The purpose of this project is to create a powerful mechanism to generate high quality traffic for any web site, via automated or semi-automated feed syndication.
How would you proceed to identify all the main digital publishers that accept RSS feeds? This question actually corresponds to one of the projects currently accepted in our data science apprenticeship.
In its simple form, we would provide you with hundreds of websites (click here to download sample list), you would check on Alexa (or other sources) where their traffic comes from, and identify sources (domains and web pages) that accept external RSS feeds after eliminating all general referrers such as Google, LinkedIn, Yahoo, Facebook, StackOverflow etc. and looking only at specialized ones such as BusinessIntelligence.com.
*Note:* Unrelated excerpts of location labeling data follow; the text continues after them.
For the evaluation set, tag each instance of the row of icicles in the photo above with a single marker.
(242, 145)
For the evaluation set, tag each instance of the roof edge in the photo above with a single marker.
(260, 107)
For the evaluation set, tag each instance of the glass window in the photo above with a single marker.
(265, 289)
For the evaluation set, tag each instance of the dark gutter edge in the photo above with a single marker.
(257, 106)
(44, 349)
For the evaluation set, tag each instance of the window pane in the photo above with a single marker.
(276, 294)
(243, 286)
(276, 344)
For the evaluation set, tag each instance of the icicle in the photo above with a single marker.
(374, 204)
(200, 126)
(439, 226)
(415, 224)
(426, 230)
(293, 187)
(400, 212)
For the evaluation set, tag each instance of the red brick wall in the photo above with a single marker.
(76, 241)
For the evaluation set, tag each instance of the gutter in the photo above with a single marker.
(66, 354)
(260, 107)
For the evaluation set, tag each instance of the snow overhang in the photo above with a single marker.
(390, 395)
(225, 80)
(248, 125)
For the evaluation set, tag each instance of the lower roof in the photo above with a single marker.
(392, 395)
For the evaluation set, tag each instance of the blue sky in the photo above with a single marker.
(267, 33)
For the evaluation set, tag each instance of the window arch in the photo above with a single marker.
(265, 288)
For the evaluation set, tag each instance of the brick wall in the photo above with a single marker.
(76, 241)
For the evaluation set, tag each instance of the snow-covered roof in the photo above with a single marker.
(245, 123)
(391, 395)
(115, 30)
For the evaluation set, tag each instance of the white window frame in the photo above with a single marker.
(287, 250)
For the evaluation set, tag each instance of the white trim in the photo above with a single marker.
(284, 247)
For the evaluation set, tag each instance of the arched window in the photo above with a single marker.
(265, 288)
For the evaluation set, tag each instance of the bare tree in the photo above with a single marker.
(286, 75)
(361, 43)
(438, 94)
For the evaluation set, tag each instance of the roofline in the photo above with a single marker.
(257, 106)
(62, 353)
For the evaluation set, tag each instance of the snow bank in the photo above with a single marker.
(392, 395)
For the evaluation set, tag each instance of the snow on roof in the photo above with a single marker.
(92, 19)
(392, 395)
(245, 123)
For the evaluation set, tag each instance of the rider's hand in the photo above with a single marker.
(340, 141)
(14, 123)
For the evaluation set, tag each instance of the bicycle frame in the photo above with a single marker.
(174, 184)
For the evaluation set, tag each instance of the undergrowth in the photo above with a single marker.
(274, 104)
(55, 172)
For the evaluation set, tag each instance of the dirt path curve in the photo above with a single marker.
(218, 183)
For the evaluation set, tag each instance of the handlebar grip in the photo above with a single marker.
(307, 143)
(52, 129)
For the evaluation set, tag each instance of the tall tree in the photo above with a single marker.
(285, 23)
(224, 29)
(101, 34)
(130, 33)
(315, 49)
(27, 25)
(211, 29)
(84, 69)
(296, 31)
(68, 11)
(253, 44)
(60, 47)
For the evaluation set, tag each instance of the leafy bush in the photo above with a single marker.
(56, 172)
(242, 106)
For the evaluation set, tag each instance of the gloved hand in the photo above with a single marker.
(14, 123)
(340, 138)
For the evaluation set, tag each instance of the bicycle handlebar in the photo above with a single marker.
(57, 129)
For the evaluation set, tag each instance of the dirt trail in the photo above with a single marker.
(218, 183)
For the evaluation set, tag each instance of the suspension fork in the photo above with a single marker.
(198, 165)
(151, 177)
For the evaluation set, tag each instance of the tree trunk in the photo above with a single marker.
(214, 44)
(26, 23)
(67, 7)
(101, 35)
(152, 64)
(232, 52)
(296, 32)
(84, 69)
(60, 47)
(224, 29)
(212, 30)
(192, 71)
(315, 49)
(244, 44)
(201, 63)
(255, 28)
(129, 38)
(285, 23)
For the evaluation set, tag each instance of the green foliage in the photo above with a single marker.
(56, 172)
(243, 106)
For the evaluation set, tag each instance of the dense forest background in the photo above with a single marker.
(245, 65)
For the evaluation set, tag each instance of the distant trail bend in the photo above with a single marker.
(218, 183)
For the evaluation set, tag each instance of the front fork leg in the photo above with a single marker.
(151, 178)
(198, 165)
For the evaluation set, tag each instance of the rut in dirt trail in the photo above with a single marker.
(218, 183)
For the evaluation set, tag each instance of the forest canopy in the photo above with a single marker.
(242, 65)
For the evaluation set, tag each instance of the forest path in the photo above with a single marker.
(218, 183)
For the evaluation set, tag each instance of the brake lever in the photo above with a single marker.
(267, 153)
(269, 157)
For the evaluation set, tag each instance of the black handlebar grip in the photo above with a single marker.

Indeed, that's how I discovered BusinessIntelligence.com, as it was listed as a referrer on Alexa for some other data science website (say xyz.com, though this is not the actual domain name). BusinessIntelligence.com actually accept feeds, and that's how xyz.com gets some traffic, and why Alexa lists BusinessIntelligence.com as a referrer for xyz.com.
A more elaborate version of this project is to create an RSS feed exchange where every publisher can swap RSS feeds with other publishers - usually based on category similarity. Feeds would be categorized (hundreds of categories), and you would pre-populate the feed database with hundreds of publisher URL's (not feed submission websites) where you can submit your feed. The taxonomy creation, detection of seed URL's to get started (e.g. using 1 million URLs from Quantcast, check the "download Top US Sites" box at the bottom of this page to get the list in question, or download it from here - it's 8 MB compressed), and crawling / data extraction / data processing are data science sub-projects. One raw approach is to do a 1 million Google searchers for keyword such as domain+submit+RSS+feed where domain is a domain in the 1-million domain list. This is just an idea to get you started, but I'm sure you can do better and refine my approach.